Early GAATS was implemented on an IBM 1800 computer (essentially a minicomputer in a mainframe). CRT displays did not yet exist, so to allow controllers to quickly enter flight plan changes, GAATS used special panels of illuminated pushbuttons. These were cleverly designed to allow rapid flight plan modifications, including complete route changes.

Programming was carried out using punched cards and line printers, using only low-level machine instructions (assembly language) and no operating system. New functions were gradually added through yearly upgrades. In the early 1970s, GAATS was connected to the UK system at the control centre in Prestwick, Scotland, creating the first oceanic ATC data link and eliminating a large volume of voice coordination.

The second version of GAATS was a complete rewrite on a modern platform: the Digital Equipment Corporation PDP-11 minicomputer running the RSX-11M operating system and programmed in the high-level language Pascal. This system became operational in 1981, with a hot cutover from the old system coinciding with the move of control centre operations to a new building. It provided CRT/keyboard text terminals for all controllers and support staff.

After several years, increasing air traffic volumes and new functionality began to tax system performance, and the PDP-11 computers were replaced with Digital Equipment MicroVAX systems. The software was ported to the VMS operating system and VAX Pascal. A subsequent hardware upgrade introduced the Compaq Alpha 1000A server. On this platform, additional functions were added, particularly data links to other facilities and systems.

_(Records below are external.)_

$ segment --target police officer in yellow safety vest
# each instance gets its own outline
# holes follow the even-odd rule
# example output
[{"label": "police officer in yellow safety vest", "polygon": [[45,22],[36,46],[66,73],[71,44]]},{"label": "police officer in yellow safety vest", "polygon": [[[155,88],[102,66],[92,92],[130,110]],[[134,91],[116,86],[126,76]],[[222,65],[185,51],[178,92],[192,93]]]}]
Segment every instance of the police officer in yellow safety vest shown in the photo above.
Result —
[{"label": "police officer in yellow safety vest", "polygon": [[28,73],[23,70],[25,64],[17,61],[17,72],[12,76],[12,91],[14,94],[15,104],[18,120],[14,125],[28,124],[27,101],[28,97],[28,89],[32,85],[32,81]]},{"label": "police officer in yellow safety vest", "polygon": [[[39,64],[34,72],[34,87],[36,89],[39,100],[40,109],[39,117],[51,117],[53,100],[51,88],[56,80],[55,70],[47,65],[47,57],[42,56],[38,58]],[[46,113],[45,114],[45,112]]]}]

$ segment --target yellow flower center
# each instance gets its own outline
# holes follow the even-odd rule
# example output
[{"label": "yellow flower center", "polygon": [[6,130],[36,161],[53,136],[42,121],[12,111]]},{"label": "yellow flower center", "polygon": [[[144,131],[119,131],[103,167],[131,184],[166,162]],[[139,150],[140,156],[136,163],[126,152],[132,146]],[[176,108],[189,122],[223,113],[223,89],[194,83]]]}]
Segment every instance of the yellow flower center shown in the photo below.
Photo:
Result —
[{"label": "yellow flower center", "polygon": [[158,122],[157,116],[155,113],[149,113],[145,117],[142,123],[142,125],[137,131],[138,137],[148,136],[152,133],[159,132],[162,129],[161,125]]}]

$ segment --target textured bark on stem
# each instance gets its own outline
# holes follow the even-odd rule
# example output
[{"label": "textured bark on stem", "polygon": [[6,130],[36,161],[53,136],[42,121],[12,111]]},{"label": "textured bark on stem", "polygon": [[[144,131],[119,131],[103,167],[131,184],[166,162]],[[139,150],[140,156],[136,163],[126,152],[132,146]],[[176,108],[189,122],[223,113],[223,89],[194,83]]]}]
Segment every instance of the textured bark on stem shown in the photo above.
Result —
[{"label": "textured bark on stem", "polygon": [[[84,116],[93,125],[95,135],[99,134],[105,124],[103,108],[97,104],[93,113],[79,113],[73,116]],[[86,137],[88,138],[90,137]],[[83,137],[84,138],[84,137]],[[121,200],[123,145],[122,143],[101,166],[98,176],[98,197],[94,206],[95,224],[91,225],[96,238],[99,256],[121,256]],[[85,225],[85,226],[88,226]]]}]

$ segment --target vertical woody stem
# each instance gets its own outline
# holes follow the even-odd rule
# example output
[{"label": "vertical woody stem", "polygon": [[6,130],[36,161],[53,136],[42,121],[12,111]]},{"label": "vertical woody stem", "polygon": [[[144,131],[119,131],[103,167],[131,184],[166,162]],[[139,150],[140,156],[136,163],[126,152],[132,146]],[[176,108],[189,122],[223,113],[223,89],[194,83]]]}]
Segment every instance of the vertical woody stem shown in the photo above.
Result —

== World’s First Air–Ground ATC Data Link ==
As jet aircraft designs modernized in the 1980s, flight crews transitioned from three members to two, eliminating the flight engineer. This created a challenge for the critical oceanic clearance delivery process, in which ATC communicates by voice with the flight crew prior to entry into oceanic airspace to convey the full routing across the ocean. For safety reasons, two flight crew members are required to listen to the clearance, write it down, and enter it into the aircraft’s flight management system (FMS). With a two-person crew, this left no one available to actively fly the aircraft during the process.

Air Canada took the first initiative to solve this problem, working with Gander ACC to adapt their Aircraft Communications Addressing and Reporting System (ACARS) air–ground network to send oceanic clearances directly from GAATS to the aircraft. The aircraft would then send a read-back electronically for GAATS to verify. Once the clearance was confirmed, the pilot could, with the push of a button, transfer the route points directly into the FMS. Today, this process is handled more generally through Controller–Pilot Data Link Communications (CPDLC).

== Recent Upgrades ==
Around 2014, NAV CANADA implemented a major upgrade known as GAATS+. One of its most significant features was the integration of space-based ADS-B data streams, which greatly enhanced ATC services by enabling reduced aircraft separation, more responsive approval of pilot requests, improved monitoring of flight profile deviations, and better accommodation of emergency rerouting. Closer spacing of traffic allows more optimal flight trajectories in terms of route, altitude, and speed, significantly reducing fuel consumption.

Controller workstations were also enhanced with more sophisticated tools, including electronic flight strips that replaced traditional paper strips.